SIR – Entra in vigore l’identità digitale europea

Il 20 maggio è entrato in vigore Eidas 2.0, il regolamento dell’Unione Europea su “identificazione elettronica e servizi fiduciari”. La principale innovazione introdotta è il portafoglio digitale, che stabilisce un quadro normativo per le transazioni elettroniche tra imprese, cittadini e autorità pubbliche.

Secondo il Consiglio dell’Unione Europea, gli Stati membri forniranno ai cittadini e alle imprese portafogli digitali in grado di collegare le loro identità digitali nazionali. In questo modo, i cittadini potranno dimostrare la propria identità e condividere documenti elettronici in modo semplice, utilizzando il loro cellulare.

L’identità digitale servirà a vari scopi: aprire un conto corrente, eseguire operazioni bancarie, interagire con i servizi pubblici nei settori dei trasporti, energia, sanità e servizi postali. I progetti pilota prevedono la digitalizzazione della patente di guida, l’attivazione di credenziali bancarie e di una SIM telefonica, la gestione di prescrizioni elettroniche e l’apposizione di firme qualificate.

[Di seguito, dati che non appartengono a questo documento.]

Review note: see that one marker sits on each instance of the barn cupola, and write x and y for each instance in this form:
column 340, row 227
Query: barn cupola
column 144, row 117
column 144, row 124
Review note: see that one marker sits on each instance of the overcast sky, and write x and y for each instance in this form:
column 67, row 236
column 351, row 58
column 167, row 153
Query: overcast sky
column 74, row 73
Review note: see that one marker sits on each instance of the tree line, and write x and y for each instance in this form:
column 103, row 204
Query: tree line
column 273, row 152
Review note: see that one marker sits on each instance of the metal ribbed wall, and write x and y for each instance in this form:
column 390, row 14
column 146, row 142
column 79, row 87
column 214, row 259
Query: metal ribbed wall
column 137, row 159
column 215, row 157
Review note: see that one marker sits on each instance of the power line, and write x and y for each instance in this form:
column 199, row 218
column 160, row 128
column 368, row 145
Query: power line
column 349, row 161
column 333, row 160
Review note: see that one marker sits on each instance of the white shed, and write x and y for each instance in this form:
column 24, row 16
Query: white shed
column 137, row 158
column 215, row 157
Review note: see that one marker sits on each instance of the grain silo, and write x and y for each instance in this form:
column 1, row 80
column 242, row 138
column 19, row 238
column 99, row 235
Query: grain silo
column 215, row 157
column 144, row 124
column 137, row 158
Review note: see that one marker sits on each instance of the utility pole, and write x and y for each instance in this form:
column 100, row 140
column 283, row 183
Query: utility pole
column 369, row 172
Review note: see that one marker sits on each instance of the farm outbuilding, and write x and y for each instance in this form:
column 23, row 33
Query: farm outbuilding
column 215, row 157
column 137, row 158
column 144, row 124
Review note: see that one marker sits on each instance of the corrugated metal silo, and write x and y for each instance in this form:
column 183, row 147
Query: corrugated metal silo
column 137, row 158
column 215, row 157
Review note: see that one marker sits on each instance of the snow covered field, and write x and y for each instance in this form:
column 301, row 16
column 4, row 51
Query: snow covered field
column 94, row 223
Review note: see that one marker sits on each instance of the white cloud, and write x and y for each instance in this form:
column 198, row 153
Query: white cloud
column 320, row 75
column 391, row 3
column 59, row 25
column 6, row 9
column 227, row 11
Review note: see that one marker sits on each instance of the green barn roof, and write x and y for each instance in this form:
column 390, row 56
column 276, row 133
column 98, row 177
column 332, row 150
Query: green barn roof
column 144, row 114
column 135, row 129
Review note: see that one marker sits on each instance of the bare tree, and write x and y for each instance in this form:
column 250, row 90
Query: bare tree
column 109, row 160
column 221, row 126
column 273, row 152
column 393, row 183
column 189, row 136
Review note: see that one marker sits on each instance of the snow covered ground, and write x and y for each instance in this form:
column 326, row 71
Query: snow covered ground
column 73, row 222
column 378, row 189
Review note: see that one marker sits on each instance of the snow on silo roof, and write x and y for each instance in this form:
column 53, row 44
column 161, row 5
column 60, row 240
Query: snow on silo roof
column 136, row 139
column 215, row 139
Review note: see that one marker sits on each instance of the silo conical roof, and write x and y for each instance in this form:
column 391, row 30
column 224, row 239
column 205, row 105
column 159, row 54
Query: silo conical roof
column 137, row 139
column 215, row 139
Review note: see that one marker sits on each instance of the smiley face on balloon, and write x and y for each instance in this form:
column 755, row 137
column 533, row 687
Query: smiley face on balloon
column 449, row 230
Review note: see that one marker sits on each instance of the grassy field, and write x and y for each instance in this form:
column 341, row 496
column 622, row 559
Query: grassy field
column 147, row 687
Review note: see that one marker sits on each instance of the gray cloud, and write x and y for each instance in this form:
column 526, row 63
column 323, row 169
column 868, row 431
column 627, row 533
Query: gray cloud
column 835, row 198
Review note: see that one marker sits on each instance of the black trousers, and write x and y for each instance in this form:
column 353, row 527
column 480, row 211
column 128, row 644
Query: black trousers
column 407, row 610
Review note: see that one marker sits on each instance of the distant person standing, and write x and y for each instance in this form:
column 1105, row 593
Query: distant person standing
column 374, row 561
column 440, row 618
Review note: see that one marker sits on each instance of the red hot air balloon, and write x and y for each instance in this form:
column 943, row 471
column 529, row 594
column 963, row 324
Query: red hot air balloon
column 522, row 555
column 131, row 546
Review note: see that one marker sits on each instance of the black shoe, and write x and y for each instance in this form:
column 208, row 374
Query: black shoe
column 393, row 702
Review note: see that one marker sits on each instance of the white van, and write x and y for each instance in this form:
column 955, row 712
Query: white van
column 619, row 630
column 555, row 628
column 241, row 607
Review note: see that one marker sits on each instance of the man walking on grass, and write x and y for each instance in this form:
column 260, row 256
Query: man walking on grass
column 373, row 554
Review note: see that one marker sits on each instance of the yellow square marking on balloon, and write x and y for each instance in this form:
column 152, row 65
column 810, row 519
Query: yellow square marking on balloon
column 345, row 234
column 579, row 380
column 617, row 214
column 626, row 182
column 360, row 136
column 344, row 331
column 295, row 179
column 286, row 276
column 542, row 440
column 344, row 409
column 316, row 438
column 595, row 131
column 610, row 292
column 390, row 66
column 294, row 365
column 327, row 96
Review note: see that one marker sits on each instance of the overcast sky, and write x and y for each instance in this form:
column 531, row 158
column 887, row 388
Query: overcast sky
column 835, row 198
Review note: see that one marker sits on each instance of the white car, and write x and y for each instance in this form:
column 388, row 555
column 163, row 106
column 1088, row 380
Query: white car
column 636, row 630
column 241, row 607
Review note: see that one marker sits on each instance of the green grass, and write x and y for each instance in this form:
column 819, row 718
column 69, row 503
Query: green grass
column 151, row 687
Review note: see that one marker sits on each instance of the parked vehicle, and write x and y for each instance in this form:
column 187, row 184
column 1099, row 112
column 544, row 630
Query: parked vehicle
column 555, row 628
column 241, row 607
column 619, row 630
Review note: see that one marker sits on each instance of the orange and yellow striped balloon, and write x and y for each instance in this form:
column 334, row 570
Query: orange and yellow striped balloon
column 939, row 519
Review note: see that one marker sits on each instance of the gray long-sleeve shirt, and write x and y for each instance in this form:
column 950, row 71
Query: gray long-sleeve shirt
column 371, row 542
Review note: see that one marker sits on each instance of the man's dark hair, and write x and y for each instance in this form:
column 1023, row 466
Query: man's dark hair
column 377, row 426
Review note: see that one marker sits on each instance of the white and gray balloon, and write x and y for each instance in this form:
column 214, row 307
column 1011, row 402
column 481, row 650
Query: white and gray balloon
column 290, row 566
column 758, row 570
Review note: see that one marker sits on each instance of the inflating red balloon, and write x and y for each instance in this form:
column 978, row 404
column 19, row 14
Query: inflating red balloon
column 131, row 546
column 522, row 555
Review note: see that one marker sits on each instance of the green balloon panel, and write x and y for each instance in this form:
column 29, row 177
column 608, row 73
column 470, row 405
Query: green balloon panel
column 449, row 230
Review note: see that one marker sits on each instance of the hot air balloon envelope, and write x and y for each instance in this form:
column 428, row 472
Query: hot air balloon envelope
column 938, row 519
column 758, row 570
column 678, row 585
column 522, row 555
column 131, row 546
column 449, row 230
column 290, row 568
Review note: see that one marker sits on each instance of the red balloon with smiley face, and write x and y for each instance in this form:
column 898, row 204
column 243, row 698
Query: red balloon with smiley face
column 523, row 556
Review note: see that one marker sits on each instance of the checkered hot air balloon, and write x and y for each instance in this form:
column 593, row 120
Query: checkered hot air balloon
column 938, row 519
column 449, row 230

L’Italia ha anticipato l’entrata in vigore di Eidas 2.0 con l’annuncio di IT-Wallet, un programma per memorizzare e gestire in modo centralizzato le informazioni personali dei cittadini italiani. Inizialmente previsto per i primi mesi del 2024, il lancio del primo prototipo di IT-Wallet è stato rinviato a settembre dello stesso anno, con l’obiettivo di renderlo pienamente operativo dal 2025.

Nonostante l’euro digitale sia ancora in fase di sperimentazione, l’obiettivo finale del sistema Eidas 2.0 è di integrare la moneta digitale nel portafoglio digitale. L’Italia sta abbracciando pienamente gli obiettivi di transizione digitale, destinando il 27% dei fondi del PNRR ai fini promossi da Eidas 2.0.

Manca ancora una discussione approfondita a livello istituzionale sui benefici e rischi di questo sistema, inclusi i potenziali impatti sulla privacy e sul controllo dei dati. Rimane da chiarire chi gestirà la grande quantità di dati prevista: solo l’Unione Europea o anche soggetti privati, che già monetizzano le informazioni personali online?